Outre légiférer, une bonne partie de l’opinion publique attend des députés qu’ils s’appliquent également dans leur rôle de « contrôle de l’action du gouvernement et d’évaluation des politiques publiques ». Des attributions constitutionnelles sur lesquelles plusieurs estiment qu’ils ont failli jusqu’ici. Le jeu politique en place à Tsimbazaza risque de doucher les optimistes. Il y a, entre autres, le président de la Chambre basse qui se fait le porte-voix de la communication d’État.
La grande majorité des Oranges s’aligne désormais aux côtés du pouvoir de la Refondation. De l’opposition, il n’y a plus que le nom. Les fortes têtes potentielles ont été évincées de l’institution pour absentéisme ou font l’objet de poursuites judiciaires. D’autant plus que depuis quelque temps, les députés ont trouvé une ligne de front commune. La riposte à ceux qui appellent à la dissolution de l’Assemblée nationale.

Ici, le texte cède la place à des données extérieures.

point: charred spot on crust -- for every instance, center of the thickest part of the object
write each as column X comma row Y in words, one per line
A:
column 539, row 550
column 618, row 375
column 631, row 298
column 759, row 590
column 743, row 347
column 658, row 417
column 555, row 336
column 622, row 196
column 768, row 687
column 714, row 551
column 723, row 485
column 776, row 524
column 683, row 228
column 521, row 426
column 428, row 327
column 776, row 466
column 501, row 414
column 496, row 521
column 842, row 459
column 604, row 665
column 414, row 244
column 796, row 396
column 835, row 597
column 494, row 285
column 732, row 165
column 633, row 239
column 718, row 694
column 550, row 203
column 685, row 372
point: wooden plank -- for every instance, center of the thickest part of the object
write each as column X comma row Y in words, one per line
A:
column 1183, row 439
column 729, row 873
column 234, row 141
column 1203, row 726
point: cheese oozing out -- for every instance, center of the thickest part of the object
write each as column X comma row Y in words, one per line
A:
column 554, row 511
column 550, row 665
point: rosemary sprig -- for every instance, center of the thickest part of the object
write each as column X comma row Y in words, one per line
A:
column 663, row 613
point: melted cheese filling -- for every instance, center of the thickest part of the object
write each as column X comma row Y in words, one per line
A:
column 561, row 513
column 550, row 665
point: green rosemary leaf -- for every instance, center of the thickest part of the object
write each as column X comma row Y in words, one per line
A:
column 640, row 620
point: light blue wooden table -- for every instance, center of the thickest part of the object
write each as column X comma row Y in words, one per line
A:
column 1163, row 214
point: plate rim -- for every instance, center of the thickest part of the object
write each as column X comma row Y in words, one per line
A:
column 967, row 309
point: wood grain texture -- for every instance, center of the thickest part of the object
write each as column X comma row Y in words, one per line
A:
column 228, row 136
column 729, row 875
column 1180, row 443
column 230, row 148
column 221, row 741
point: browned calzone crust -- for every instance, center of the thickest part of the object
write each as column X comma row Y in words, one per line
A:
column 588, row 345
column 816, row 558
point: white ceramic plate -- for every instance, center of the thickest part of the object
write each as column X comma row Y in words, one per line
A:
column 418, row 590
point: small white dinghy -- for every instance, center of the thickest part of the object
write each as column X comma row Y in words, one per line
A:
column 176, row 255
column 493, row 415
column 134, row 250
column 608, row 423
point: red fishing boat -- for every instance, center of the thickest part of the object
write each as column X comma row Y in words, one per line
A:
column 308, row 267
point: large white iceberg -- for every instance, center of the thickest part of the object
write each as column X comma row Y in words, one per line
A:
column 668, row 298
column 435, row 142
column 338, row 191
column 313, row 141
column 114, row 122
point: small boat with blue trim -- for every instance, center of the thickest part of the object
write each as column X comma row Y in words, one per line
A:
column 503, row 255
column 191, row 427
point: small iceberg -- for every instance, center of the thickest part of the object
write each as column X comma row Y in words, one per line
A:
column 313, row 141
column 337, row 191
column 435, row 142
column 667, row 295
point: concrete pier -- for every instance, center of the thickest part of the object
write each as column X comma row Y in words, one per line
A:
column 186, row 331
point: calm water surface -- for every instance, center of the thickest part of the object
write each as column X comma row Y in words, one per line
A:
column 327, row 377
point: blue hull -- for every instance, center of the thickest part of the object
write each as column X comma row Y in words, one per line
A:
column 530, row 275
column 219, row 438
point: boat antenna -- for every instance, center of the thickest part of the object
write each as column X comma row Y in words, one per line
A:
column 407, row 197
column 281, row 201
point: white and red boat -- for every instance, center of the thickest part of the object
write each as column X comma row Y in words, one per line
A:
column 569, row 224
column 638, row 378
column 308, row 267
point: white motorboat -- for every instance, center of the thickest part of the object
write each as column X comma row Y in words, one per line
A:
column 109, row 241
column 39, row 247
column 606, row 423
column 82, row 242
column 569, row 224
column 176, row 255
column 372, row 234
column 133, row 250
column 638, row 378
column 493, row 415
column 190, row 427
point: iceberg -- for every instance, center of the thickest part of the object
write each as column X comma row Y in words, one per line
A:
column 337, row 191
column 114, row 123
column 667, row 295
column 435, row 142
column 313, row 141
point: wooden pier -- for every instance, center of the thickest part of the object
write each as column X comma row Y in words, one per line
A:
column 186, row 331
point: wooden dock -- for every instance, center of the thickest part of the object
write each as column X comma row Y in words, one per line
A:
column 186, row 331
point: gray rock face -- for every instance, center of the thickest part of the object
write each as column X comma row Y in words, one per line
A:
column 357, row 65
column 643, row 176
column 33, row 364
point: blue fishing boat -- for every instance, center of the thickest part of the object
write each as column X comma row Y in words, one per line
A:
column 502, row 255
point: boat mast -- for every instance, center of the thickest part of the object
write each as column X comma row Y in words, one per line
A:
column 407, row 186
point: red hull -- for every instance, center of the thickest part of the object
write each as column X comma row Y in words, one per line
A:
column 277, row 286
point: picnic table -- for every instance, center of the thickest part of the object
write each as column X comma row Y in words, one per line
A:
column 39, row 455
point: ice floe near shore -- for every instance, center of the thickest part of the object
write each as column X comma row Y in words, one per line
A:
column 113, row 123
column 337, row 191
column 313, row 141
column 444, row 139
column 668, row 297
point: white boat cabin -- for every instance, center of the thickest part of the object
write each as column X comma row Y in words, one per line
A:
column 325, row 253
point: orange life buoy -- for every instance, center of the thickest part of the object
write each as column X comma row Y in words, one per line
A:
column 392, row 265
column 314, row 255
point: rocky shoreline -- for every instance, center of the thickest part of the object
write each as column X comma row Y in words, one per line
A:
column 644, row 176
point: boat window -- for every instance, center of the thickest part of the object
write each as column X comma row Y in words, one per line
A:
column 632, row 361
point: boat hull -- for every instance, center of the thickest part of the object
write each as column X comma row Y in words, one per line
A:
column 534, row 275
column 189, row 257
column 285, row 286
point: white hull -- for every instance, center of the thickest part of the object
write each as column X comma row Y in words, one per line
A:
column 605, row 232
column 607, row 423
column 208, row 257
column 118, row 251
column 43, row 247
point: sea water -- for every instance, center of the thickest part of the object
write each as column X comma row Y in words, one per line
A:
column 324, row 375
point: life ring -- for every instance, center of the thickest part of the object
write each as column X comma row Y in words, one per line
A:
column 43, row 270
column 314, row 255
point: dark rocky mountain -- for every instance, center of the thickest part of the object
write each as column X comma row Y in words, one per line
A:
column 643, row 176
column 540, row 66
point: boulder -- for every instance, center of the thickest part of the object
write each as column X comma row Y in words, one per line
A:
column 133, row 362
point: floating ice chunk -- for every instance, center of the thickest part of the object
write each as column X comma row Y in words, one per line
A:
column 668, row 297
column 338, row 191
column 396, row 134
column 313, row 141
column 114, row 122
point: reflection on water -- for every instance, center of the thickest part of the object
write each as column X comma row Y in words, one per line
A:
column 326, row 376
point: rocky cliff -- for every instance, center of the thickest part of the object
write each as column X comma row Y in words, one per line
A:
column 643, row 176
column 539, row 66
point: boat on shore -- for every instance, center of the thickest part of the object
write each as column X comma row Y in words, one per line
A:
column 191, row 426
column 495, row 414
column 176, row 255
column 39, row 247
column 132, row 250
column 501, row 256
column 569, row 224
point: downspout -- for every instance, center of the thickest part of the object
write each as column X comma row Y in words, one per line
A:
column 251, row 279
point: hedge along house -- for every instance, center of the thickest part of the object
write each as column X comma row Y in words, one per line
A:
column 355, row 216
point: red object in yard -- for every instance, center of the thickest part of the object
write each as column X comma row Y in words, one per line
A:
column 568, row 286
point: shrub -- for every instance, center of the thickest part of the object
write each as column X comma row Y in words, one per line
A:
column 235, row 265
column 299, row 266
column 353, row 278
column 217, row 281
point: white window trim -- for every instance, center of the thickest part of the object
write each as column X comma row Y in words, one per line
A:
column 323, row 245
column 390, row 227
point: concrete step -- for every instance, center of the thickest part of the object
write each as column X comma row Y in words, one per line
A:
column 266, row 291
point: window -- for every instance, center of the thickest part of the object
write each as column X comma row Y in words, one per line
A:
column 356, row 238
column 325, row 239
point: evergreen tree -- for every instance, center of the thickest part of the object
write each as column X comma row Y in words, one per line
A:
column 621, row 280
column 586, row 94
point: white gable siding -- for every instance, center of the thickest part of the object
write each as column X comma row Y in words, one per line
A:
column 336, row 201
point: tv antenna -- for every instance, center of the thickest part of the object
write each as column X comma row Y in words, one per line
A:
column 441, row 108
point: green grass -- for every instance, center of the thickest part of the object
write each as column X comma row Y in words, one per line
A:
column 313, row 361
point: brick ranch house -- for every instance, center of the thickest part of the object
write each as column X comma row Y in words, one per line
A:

Cette session parlementaire s’ouvre, par ailleurs, dans un contexte où l’institution de Tsimbazaza est vilipendée par la Gen Z et plusieurs organisations de la société civile (OSC). Dans un communiqué publié la semaine dernière, ces dernières qualifient la Chambre basse d’« institution inefficace, constituant un blocage à la refondation ».
Siteny Randrianasoloniaiko, président de l’Assemblée nationale, a répliqué aux attaques contre l’institution durant l’ouverture de la session extraordinaire, en avril. Il a indiqué qu’il en dira plus durant la cérémonie d’ouverture de demain. Cependant, au-delà des discours, ce sera par les actes, en jouant pleinement leur rôle, que les députés feront mentir leurs détracteurs.